秋の九州と選抜大会で登板し、今大会も2回戦で先発した新川俊介だったが、その後、右腕に不調を抱えていた。「新川はもう投げさせない。準々決勝からは総力戦でいく」(喜舎場監督)。エースを欠いた中でも、具商投手陣に不安なそぶりは全くなかった。
決勝で先発した田崎陽誠は「自分たちが引っ張っていく、と覚悟を決めた」と気迫あふれる投球で次々仕留めていく。カーブにスライダーが効果的で「タイミングをずらそうと心がけた」。五回まで得点圏に走者を背負ったのは三回のみの好投だった。
田崎からマウンドを引き継いだ伊波勢加は、1点を与えた七回、なおも2死三塁で自己最速を4キロ更新する139キロを投じてスイングアウトに切って取る。
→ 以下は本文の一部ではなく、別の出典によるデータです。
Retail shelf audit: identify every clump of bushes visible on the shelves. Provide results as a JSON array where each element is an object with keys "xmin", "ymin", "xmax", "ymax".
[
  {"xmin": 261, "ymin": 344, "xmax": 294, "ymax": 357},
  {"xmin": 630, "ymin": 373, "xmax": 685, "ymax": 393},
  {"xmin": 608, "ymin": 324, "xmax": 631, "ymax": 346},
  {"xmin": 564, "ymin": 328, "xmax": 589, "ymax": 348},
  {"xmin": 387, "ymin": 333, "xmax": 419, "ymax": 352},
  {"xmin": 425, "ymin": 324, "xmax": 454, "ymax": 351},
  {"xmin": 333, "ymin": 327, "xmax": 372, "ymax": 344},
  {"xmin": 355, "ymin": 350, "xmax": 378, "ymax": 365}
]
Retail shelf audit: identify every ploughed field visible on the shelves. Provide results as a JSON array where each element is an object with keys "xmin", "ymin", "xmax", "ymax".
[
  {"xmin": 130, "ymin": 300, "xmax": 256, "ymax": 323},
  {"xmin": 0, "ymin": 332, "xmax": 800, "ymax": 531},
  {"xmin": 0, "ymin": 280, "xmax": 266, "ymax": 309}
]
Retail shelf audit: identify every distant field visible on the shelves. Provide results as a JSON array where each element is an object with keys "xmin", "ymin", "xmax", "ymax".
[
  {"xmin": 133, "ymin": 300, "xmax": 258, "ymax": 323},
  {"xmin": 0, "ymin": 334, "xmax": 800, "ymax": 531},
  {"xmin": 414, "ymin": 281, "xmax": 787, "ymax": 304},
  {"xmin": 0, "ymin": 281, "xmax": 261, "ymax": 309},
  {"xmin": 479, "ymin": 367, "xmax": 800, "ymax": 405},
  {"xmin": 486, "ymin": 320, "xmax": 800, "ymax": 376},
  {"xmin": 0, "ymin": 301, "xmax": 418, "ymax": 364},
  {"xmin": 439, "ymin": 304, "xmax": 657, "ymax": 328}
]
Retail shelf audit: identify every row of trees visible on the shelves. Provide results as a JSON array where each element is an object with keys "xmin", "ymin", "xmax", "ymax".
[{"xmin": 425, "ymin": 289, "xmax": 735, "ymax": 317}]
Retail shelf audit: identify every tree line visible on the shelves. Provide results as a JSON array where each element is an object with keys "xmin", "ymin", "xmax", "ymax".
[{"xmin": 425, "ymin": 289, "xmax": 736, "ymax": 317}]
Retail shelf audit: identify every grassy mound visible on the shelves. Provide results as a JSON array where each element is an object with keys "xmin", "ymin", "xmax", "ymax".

選抜、九州と経験を積み「一番変わったのは気持ち。一球ごとに一喜一憂しなくなった」と精神面での成長を実感していた。
最終盤の2回を務めた山田極登は八回の先頭に打たれたが、その後の打者は全て初球のフライアウトに打ち取って締めくくった。
チームメートの急成長に、背番号1の新川は「夏までに奪われないか」と今から火花を散らす。夏に向けたエースナンバーの争いは、さらなる成長を促すことになりそうだ。